L’historienne de la langue Mireille Huchon nous raconte celle opposant les partisans d’une orthographe respectant davantage le principe alphabétique, joliment appelée l’orthographe « miroir de la parole », et les partisans de l’orthographe dite savante, c’est-à-dire avec des liens — réels ou supposés — avec le latin. Le 8 mai 1673, l’Académie française tranche en faveur de l’orthographe savante « qui distingue les gens de Lettres d’avec les Ignorants et les simples femmes ». Si l’on n’oserait plus formuler la chose ainsi, cette vision élitiste ne me semble pas complètement disparue.
L’histoire nous montre enfin que les problèmes scolaires liés à l’orthographe sont récurrents. Et que la complexité de l’orthographe française n’est pas sans conséquences sociales. Dans leur éclairant ouvrage Qui a peur de la réforme ?, Georges Legros et Marie-Louise-Moreau comparent les compétences en lecture et en écriture d’élèves dans plusieurs pays européens. Les francophones se classent toujours en queue de peloton. Les élèves finnois et grecs obtiennent 98 % en lecture après une année de scolarisation. Les élèves espagnols, italiens et allemands : 95 %.

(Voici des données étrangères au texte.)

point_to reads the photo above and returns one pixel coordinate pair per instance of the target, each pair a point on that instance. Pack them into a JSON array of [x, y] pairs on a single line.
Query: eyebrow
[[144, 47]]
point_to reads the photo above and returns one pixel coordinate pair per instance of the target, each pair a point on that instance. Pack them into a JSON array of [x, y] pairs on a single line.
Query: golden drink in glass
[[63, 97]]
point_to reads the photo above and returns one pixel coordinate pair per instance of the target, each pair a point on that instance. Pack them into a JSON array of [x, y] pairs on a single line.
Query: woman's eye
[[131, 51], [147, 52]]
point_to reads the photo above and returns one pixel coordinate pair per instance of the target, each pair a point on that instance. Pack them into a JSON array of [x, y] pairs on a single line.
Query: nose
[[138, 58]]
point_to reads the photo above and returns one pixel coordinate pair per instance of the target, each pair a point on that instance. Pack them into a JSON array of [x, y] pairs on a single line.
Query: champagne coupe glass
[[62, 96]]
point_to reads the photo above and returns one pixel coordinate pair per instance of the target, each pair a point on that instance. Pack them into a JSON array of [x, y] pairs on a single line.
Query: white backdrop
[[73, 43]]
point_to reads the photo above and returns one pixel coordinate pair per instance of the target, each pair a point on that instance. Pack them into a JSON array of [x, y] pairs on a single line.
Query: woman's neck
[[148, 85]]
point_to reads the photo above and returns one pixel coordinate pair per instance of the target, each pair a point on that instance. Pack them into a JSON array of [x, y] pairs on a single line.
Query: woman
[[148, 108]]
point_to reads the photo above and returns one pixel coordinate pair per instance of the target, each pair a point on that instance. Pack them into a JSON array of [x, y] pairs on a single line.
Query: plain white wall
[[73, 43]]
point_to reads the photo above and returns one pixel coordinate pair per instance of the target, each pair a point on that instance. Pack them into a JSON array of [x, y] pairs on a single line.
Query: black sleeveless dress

Les élèves francophones ? 34 %. Avec parfois le triple du temps d’enseignement que les autres langues. Or, ce temps consacré à l’orthographe est volé à des aspects fondamentaux : compréhension de lecture, rédaction, argumentation, vocabulaire, etc. Qui plus est, l’orthographe suivra l’élève qui la maîtrise mal dans d’autres disciplines. Cela cause de la démotivation et pourrait avoir des conséquences sur le décrochage scolaire.
Les chiffres sur l’analphabétisme au Québec, où l’enseignement est pourtant obligatoire jusqu’à 16 ans, sont affolants : selon la Fondation pour l’alphabétisation, 19 % des Québécois sont analphabètes et 34,3 % éprouvent de grandes difficultés de lecture. Comment expliquer que des taux d’alphabétisation de pays moins fortunés soient significativement plus élevés, si l’on en croit les données de la Banque mondiale ? C’est notamment le cas dans les pays hispanophones, malgré des PIB parfois très bas. Bolivie, Équateur, Pérou : 94 %.
L’histoire de la langue espagnole est similaire en plusieurs points à celle du français : ce sont deux langues issues du latin, qui ont connu un morcellement dialectal à la chute de Rome, suivi d’une période de grande variation, et qui ont aujourd’hui une vaste répartition géographique. La différence majeure ? L’espagnol procède régulièrement à des changements orthographiques.
Oui, les francophones font des fautes d’orthographe. Or, les élèves francophones ne sont pas moins intelligents que ceux parlant une autre langue, et le corps enseignant n’est pas moins dévoué ici qu’ailleurs. On néglige le facteur principal de ce problème : l’orthographe française elle-même.
Ne perdons pas de vue que la langue ne se résume pas à l’orthographe. Si un élève affirme être « mauvais en français », il y a fort à parier qu’il s’agit d’orthographe. Les données colligées par le ministère de l’Éducation du Québec révèlent d’ailleurs que l’orthographe est l’aspect le moins maîtrisé de la langue : au terme de leurs études secondaires, les élèves obtiennent en moyenne plus de 80 % pour ce qui est de la syntaxe et de la ponctuation, plus de 90 % pour le vocabulaire, la clarté, l’argumentation, mais seulement 55 % en orthographe.
Mireille Elchacar
L’autrice est lexicologue et professeure à l’Université TELUQ.